Hi all, i have an application that have to return emails to user his email client, but on some cases i have to pass around 1000 emails...

I'm using mailto on href, something like this:

mailto:[email protected][email protected],[email protected],anotherone@dfsf...

Why am I returning to his email client instead using PHP mail() function?
Because the user sender email depends on witch computer he is logged, and he needs to archive thoose emails...

The problem: Some browsers, if the email list is bigger than X, it won't send to his preferred email client...
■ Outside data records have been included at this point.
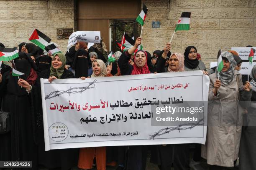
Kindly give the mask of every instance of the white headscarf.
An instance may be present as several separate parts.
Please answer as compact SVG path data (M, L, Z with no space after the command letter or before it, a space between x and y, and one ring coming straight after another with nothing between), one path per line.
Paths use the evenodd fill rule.
M94 64L94 62L97 62L98 64L99 64L99 65L100 65L100 75L97 76L95 75L94 72L93 72L91 77L95 78L97 77L105 77L107 76L107 67L106 67L104 62L101 60L97 59L92 62L92 67L93 67L93 64ZM92 70L93 70L93 69Z

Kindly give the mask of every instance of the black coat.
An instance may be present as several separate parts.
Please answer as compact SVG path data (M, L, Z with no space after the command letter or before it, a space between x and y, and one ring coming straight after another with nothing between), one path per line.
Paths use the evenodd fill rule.
M37 80L38 85L40 86L40 79L41 78L49 78L50 76L50 69L43 71L38 75ZM64 70L61 77L61 79L74 78L73 73L67 70ZM39 83L39 84L38 84ZM39 88L39 87L38 87ZM38 101L41 101L41 92L38 96L40 98ZM40 102L37 104L40 108L40 115L37 117L37 122L38 125L37 133L41 134L38 136L38 163L48 168L54 168L61 167L62 170L67 170L72 167L77 165L79 148L65 149L50 150L45 151L44 148L44 127L43 124L43 116L42 104Z
M10 132L0 135L0 160L32 161L33 168L30 169L36 170L35 113L31 104L31 94L36 92L36 87L32 85L28 95L25 88L18 86L18 77L8 71L0 83L2 109L10 115Z

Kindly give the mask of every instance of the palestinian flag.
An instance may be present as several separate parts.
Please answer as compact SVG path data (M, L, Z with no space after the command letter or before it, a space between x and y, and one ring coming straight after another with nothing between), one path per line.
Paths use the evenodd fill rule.
M134 51L134 53L137 52L138 50L143 50L143 46L141 44L138 47L138 48Z
M47 52L49 52L52 55L54 56L55 54L57 53L62 53L59 49L56 47L54 44L51 44L45 47L45 50Z
M141 13L139 14L139 16L138 16L136 19L137 22L141 25L141 26L144 25L147 12L148 8L147 8L147 7L146 6L145 4L143 4L143 8L142 10L141 10Z
M124 38L123 38L123 45L125 47L131 48L135 44L135 41L127 34L125 33ZM123 40L123 38L122 39Z
M108 61L110 62L114 62L115 61L115 56L113 54L111 53L109 54L108 55Z
M39 30L35 29L28 40L44 50L45 47L49 45L51 40Z
M218 66L217 67L217 70L219 72L220 72L222 70L222 69L224 67L224 64L223 63L223 60L222 60L222 58L221 57L221 50L220 50L218 52Z
M190 15L191 12L182 12L178 23L176 25L175 31L189 30L190 23Z
M119 48L121 49L121 43L118 42L118 41L116 41L116 45ZM127 48L127 47L125 47L124 45L123 45L123 46L122 46L122 51L123 52L126 51L128 50L129 50L130 48Z
M18 70L16 70L14 69L14 68L13 68L13 73L12 75L13 76L19 76L20 75L23 75L25 74L24 73L20 72Z
M13 48L0 48L0 61L10 61L19 57L17 47Z
M252 62L253 62L253 56L254 55L254 53L255 53L255 49L251 48L251 52L250 52L250 54L249 54L249 57L248 58L248 60L249 60L249 62L250 62L251 66L252 64Z

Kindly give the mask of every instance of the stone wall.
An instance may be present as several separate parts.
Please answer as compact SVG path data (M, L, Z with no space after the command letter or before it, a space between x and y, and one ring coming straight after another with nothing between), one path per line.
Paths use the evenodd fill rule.
M148 9L142 43L152 52L161 50L172 35L182 11L192 12L190 30L179 31L172 41L172 52L184 53L194 45L210 67L218 50L231 47L256 46L256 0L142 0ZM152 21L160 28L152 28Z
M0 0L0 42L17 46L36 28L65 51L67 40L56 40L56 28L73 28L74 20L73 0Z

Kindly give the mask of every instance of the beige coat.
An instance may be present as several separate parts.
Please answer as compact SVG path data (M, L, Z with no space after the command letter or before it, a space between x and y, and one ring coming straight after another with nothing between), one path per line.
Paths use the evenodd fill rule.
M233 167L233 161L238 157L242 116L245 111L239 103L238 98L240 100L248 101L251 96L251 90L242 90L241 76L235 72L235 78L229 85L221 84L217 96L214 96L212 89L218 78L215 73L209 76L207 136L201 154L210 165Z

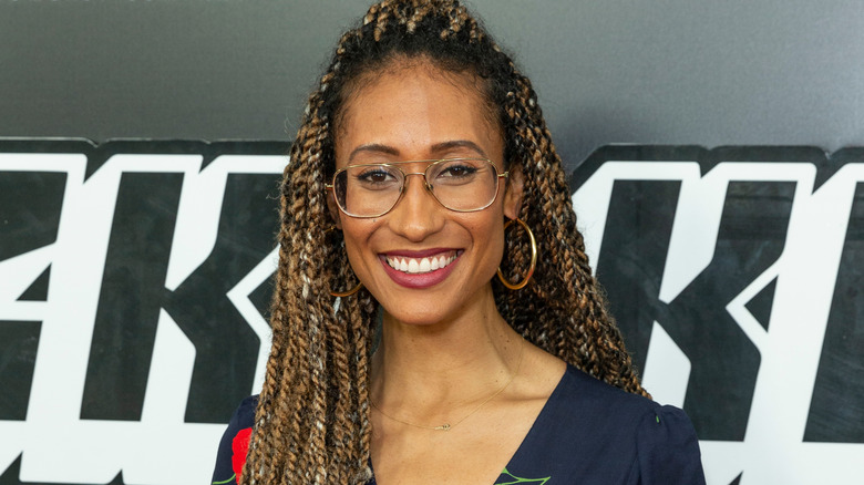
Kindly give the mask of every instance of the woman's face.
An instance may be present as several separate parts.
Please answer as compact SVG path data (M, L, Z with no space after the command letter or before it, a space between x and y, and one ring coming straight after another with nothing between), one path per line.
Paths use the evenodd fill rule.
M503 173L504 141L491 118L473 78L424 62L400 65L361 84L347 102L336 138L337 168L473 157L492 161ZM399 166L408 174L428 165ZM522 180L516 178L502 179L495 202L473 213L446 209L414 175L407 177L395 207L377 218L349 217L329 202L363 286L390 316L428 324L456 318L492 296L504 216L518 213Z

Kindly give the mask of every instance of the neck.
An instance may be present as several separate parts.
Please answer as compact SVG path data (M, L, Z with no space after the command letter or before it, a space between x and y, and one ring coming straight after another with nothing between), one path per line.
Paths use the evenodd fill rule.
M384 313L381 345L372 360L372 396L385 410L471 405L496 392L516 372L522 338L494 299L433 324L411 324ZM426 411L424 411L426 410Z

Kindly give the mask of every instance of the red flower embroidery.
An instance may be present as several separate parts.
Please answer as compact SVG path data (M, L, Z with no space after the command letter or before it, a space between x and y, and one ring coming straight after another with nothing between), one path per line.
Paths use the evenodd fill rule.
M240 483L240 474L243 473L243 465L246 463L246 453L249 451L249 440L251 438L251 427L240 430L232 441L232 468L234 468L234 475L237 477L237 483Z

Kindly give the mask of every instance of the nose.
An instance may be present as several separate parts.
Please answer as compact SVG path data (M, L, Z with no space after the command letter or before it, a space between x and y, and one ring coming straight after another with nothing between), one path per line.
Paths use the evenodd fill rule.
M441 230L444 226L443 211L446 209L426 188L423 174L407 175L404 190L402 199L389 214L391 230L412 242L422 241Z

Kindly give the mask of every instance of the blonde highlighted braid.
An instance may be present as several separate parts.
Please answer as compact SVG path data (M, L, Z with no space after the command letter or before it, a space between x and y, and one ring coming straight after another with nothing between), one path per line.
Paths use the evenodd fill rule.
M279 269L267 363L241 483L343 484L371 477L369 361L378 303L352 288L342 235L327 206L333 144L347 99L398 60L466 73L500 122L505 163L524 174L521 218L541 258L531 285L493 282L501 314L525 338L592 375L634 393L639 384L592 276L560 158L527 78L456 0L384 0L344 33L309 97L281 186ZM517 225L502 270L521 279L529 259Z

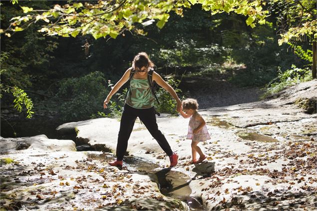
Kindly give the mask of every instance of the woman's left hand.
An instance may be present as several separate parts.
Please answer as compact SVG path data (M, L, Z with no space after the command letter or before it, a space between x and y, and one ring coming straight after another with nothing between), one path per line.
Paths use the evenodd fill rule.
M182 108L182 102L180 101L177 101L177 108L176 108L176 111L177 111L178 112L179 112L182 110L183 110L183 108Z

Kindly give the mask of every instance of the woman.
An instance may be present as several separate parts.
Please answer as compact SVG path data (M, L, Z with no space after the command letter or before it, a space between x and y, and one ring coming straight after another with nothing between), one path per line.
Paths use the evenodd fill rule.
M151 135L157 141L161 148L169 156L170 167L177 164L178 155L174 153L164 135L158 129L155 109L154 107L154 97L148 81L148 73L154 64L145 52L138 53L132 61L132 66L128 69L122 77L114 85L103 102L103 108L107 108L111 96L130 79L131 71L133 74L130 82L130 89L125 99L123 112L121 116L120 131L117 144L117 159L109 164L122 167L122 160L128 147L128 141L132 131L137 117L143 123ZM153 72L152 80L155 81L174 97L177 102L176 110L180 112L182 103L174 89L155 71Z

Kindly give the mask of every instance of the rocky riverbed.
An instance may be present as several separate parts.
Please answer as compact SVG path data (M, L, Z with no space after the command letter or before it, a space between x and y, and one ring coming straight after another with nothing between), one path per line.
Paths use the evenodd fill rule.
M207 160L195 165L187 164L188 120L162 115L157 119L159 127L179 155L179 164L172 169L139 122L121 170L107 165L114 158L120 123L116 119L69 123L57 128L61 134L76 133L76 145L87 145L87 151L76 152L72 141L44 135L2 138L1 207L316 210L317 98L315 80L266 100L200 110L212 139L200 145Z

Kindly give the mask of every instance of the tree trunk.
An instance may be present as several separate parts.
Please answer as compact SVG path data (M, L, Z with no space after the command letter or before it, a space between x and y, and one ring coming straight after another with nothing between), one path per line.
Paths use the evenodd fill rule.
M316 41L313 42L313 65L312 65L312 74L313 78L316 78L316 62L317 62L317 44Z

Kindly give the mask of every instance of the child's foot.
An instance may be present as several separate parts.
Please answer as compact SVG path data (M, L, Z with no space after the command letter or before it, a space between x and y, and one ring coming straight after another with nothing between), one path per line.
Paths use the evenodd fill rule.
M189 164L195 164L196 163L197 163L197 160L196 159L194 159L190 161L188 163Z
M178 159L178 155L177 154L173 153L173 155L170 157L170 161L171 162L171 165L170 167L172 168L173 166L175 166L177 165L177 160Z
M109 165L118 167L118 169L120 170L122 169L122 161L116 160L115 161L109 163Z
M204 155L202 157L201 156L200 158L199 158L199 159L198 159L198 161L197 161L197 163L200 163L202 162L204 160L206 159L207 158L207 156L205 155Z

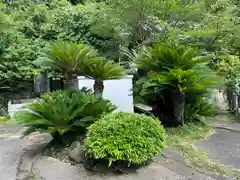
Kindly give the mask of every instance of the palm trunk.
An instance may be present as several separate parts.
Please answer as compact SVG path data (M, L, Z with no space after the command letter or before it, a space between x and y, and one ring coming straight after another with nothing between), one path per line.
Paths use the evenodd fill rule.
M177 125L184 124L185 93L180 89L172 91L173 120Z
M77 75L74 73L66 73L64 89L77 89L77 88L78 88Z
M103 81L95 80L93 88L95 93L103 94L103 89L104 89Z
Can anybody help me on this?

Thanks in advance

+6  A: 

You could output the full BCC list and ask the user to copy-paste it in. But maybe you should just rethink your entire strategy if you want to pass thousands of e-mail addresses to a user.

Matchu
i've made a button that generates all emails and copy them to user's clipboard. ;) thanks
CuSS
A: 

Passing a user thousands of email addresses is very unusual.

Generally, a more typical application would use PHP mail() on the server side, and then allow browsing the archives of whatever notifications have been sent out. The mail stays on and is sent from the web server, but allows the user to see what's gone out in the past.

On the minus side, that's a good bit more code, but probably the only way to fix the problem you're having; mailto: wasn't meant for large volume.

Dean J
read "Why am I returning to his email client instead using PHP mail() function?"
CuSS
You can figure out which computer they're sitting at in other ways; look up "php get client hostname" for example. The emails are still archived, on the server, where they can get to them later.
Dean J
+1  A: 

That's because the length of a GET request (and such a link is a GET request) has a maximum. On some browsers it might only be 2083 characters. So any email address behind that limit will not be send to the client email program. And thousand of email adresses will break the limit.

Kau-Boy
+1  A: 

For anything other than a simple mailto:address with no parameters, mailto: URLs are massively unreliable and should be avoided. URL-length issues are only the beginning.

on some cases i have to pass around 1000 emails...

Even if a mailer could cope with getting the URL, a user's residential ISP is unlikely even to allow them to send that.

Give up. Send the mails yourself from PHP. Send a copy to the user for the archival purposes.